Especially when we get down to the last monster, it gets sawwed in half (brutal scoundrel ftw) and rarely lasts more than a few minutes.
There's really not much else to say. I use a program (Turn Watcher) to keep track of HP and initiative, so those processes are actually sped up faster than average.
I don't know how many rounds the combat lasted, but if I had to estimate I'd say 5-10 (I know, broad range. Like I said, I don't know how long it took!).
There might have been one or two instances where we had to look up a power in the book, but they've all got their powers written down on cards. The books weren't opened very much as a rule-- I had the stats for the Umber Hulk written down on a separate page, and I had the MM turned to the Mind Flayer.
So it looks like I've got to work with my group to get turn times down... if it was 7 rounds, that would mean an average of about 3 minutes per turn, which is definitely way too high.
Here is what I think is the most important question: How long have the players been playing these characters? Have they been playing them from levels 1-10/11? Or did they start using them more recently?
The slowest combats I've seen have often been due to players unfamiliar with their characters, and thus having a slower process deciding what to do, figuring out how powers work, etc.
If it wasn't something like that, then I'm just not sure - especially for an encounter with only two enemies, even with the amount of dazing going on, it sounds like it took much, much longer than I would have expected.
Few, high-level enemies lead to lots of misses, frustration, and general angst. It also leads to slow combats. It is generally more fast and furious to fight many, low-level opponents. Especially if you ad minions to the mix.
I can't really see it taking much more than 60-90 minutes... Less, probably, unless I'm missing something. By that level, the characters should have some really outstanding Encounter/Daily abilities...

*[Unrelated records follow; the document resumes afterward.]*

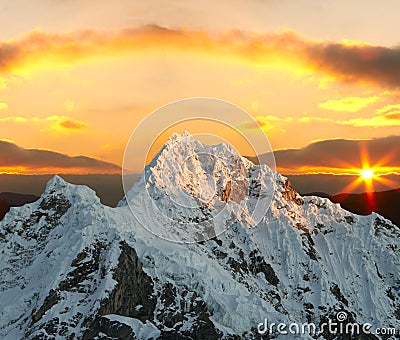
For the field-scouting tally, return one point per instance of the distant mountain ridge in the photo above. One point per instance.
(385, 203)
(74, 268)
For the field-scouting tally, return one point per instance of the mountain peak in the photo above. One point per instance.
(56, 183)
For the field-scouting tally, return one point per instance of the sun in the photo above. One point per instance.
(367, 174)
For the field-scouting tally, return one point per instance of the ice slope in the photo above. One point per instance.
(71, 267)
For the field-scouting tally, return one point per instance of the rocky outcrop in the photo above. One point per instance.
(290, 194)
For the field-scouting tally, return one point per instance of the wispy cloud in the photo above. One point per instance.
(15, 159)
(341, 156)
(360, 63)
(348, 104)
(389, 116)
(57, 123)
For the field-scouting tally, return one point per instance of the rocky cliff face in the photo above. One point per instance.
(73, 268)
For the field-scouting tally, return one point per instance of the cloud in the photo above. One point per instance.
(56, 123)
(35, 161)
(340, 156)
(73, 125)
(352, 62)
(270, 122)
(389, 116)
(348, 104)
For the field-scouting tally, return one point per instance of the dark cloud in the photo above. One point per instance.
(363, 63)
(339, 154)
(44, 161)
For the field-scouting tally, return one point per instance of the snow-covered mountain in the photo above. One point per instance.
(73, 268)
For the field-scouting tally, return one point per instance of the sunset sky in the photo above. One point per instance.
(322, 78)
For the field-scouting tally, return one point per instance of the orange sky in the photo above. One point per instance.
(77, 80)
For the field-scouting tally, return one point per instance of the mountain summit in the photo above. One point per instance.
(73, 268)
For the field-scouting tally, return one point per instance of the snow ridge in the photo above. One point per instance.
(72, 267)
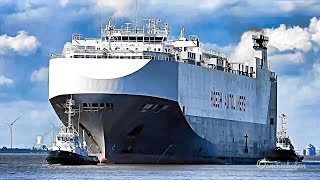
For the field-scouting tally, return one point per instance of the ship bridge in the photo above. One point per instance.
(153, 42)
(151, 33)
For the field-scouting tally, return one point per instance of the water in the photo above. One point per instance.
(26, 166)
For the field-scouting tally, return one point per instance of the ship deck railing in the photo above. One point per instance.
(213, 53)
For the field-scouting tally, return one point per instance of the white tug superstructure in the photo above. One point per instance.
(67, 148)
(283, 141)
(147, 98)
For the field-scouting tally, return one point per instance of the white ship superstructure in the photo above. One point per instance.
(147, 98)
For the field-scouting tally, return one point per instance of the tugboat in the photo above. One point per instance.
(284, 151)
(67, 148)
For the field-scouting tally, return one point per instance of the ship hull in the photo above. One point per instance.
(124, 134)
(192, 129)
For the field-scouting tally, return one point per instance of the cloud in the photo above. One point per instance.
(5, 81)
(22, 43)
(66, 46)
(286, 6)
(227, 50)
(282, 39)
(299, 98)
(40, 75)
(63, 3)
(36, 119)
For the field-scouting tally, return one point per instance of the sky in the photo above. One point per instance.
(32, 29)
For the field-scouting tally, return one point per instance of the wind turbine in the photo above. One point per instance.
(11, 124)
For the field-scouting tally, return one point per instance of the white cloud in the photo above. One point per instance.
(278, 59)
(66, 46)
(298, 97)
(282, 39)
(298, 93)
(286, 6)
(291, 38)
(22, 43)
(5, 81)
(40, 75)
(63, 3)
(36, 119)
(227, 50)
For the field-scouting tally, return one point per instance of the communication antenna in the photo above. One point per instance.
(136, 14)
(101, 24)
(11, 125)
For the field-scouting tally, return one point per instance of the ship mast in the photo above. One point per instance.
(282, 133)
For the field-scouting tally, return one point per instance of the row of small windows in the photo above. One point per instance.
(97, 106)
(191, 55)
(110, 57)
(230, 101)
(135, 39)
(153, 107)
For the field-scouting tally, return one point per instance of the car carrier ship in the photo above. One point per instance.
(147, 98)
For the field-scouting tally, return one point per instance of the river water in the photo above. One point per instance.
(28, 166)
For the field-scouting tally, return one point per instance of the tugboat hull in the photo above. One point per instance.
(285, 156)
(69, 158)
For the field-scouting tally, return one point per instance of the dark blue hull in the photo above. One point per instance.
(126, 134)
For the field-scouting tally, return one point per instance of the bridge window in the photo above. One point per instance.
(271, 121)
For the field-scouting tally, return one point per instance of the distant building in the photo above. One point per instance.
(310, 150)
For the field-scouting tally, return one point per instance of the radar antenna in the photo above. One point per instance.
(282, 133)
(11, 125)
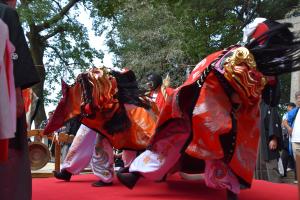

Few, high-level enemies lead to lots of misses, frustration, and general angst. It also leads to slow combats. It is generally more fast and furious to fight many, low-level opponents. Especially if you ad minions to the mix.
Just my 2 cp
I hear you. I wish our DM would understand that just a little better. He keeps throwing high level single opponents against us and though we beat them with the use of pretty much all of our resources, it just isn't fun to see 90% of your attacks miss...
Those are between level+2 and level+4, so I wouldn't think hitting would be too much of an issue, unless the characters are way sub-optimal. Going against something higher (like our level 4 characters going against a level 11 elite devourer - effectively about level +7-8) can result in a miss-fest, but I'd think they'd do fine, as long as their tactics were decent - flanking, using ally hit-boosing powers, monster debuffs, etc.
To echo what MrMyth said: How long have they been playing these characters?
Unless you guys play a couple times a week, started before the books came out, or started above level 1 I don't know how you'd be up to Paragon by now as our group that started at level 1 three weeks or so after the books came out and have played every weekend are just scraping level 7. By now, 3/4 of our players are familiar enough with our characters that our turns take an average of two minutes to resolve and the DM can usually do a monster's turn a minute or so, a bit more for an elite or solo.
If I scaled that encounter to our group's level, I'd estimate it would take 30 minutes, an hour tops if people were rolling poorly.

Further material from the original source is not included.